F.Y. performed LIMK inhibitor screenings for HIV-1 and HSV-1 infection. F.Y., J.G., M.S., S.H., Y.J., and H.S. performed HIV-1 and HSV-1 infection, real-time PCR, Western blotting, chemotaxis, F-actin staining, surface receptor staining, blood T cell purification and activation, and flow cytometry. J.N. and J.A.T.Y. designed and performed viral fusion and the entry assay. V.S., M.L.P., S.B., R.M.H., and Y.W. conceived and designed the EBOV study. V.S., D.G., and C.R. performed EBOV infection and the drug cytotoxicity study. K.K.-H., J.F., and B.L. performed RVFV and VEEV infections and the drug toxicity study. Y.F., Y.Y., M.B., C.M.P., and K.Z. designed and developed the LIMK inhibitors. H.J.P. carried out the docking studies. Y.F. directed and supervised the medicinal chemistry optimization. D.D. performed infection with HIV primary isolates and cytotoxicity assays. X.X. performed confocal imaging of actin polymerization in T cells. Y.W. conceived, directed, and supervised the virological and immunological studies; analyzed the data; and wrote the manuscript.

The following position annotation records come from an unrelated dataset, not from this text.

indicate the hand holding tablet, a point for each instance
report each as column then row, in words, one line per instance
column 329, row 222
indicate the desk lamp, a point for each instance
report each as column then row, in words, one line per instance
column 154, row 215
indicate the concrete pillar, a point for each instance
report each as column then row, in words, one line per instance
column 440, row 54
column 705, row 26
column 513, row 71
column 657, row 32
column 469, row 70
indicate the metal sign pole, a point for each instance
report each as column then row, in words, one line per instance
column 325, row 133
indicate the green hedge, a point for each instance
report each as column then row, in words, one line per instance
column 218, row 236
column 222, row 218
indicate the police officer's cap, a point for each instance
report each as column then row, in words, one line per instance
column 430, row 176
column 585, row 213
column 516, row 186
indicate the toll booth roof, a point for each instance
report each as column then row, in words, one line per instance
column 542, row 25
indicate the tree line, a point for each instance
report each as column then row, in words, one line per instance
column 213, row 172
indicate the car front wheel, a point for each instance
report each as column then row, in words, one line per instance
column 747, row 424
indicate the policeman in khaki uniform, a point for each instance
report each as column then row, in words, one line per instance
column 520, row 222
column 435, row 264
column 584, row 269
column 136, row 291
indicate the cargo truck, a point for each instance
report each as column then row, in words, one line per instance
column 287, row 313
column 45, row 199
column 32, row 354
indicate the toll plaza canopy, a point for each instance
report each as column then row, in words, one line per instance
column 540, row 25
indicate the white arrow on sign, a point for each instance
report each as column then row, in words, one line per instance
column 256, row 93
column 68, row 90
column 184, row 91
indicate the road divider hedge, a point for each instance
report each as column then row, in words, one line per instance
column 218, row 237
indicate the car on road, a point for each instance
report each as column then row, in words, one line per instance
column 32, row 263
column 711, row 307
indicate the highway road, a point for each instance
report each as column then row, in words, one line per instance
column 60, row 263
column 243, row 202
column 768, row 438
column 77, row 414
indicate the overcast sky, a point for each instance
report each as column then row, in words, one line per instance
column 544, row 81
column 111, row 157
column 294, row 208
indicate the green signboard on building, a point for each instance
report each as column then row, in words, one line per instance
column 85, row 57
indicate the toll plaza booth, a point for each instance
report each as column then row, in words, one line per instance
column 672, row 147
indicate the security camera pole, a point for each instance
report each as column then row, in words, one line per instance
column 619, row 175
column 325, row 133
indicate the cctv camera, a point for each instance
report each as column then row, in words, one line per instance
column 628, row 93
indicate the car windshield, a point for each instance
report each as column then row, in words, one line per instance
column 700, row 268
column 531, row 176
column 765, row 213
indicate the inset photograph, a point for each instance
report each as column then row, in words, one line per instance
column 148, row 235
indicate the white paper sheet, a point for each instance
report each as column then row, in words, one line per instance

A provisional patent application pertaining to the results presented in the article has been filed.
The content is solely our responsibility and does not necessarily represent the official views of the National Institutes of Health.
This work was funded by the 2010 NYCDC AIDS Ride organized by Marty Rosen and in part by Public Health Service grants 1R01MH102144 and 1R03AI110174 from NIAID and NIMH to Y.W. and R21EY021799 to Y.F. and by the Defense Threat Reduction Agency/Joint Science and Technology Office.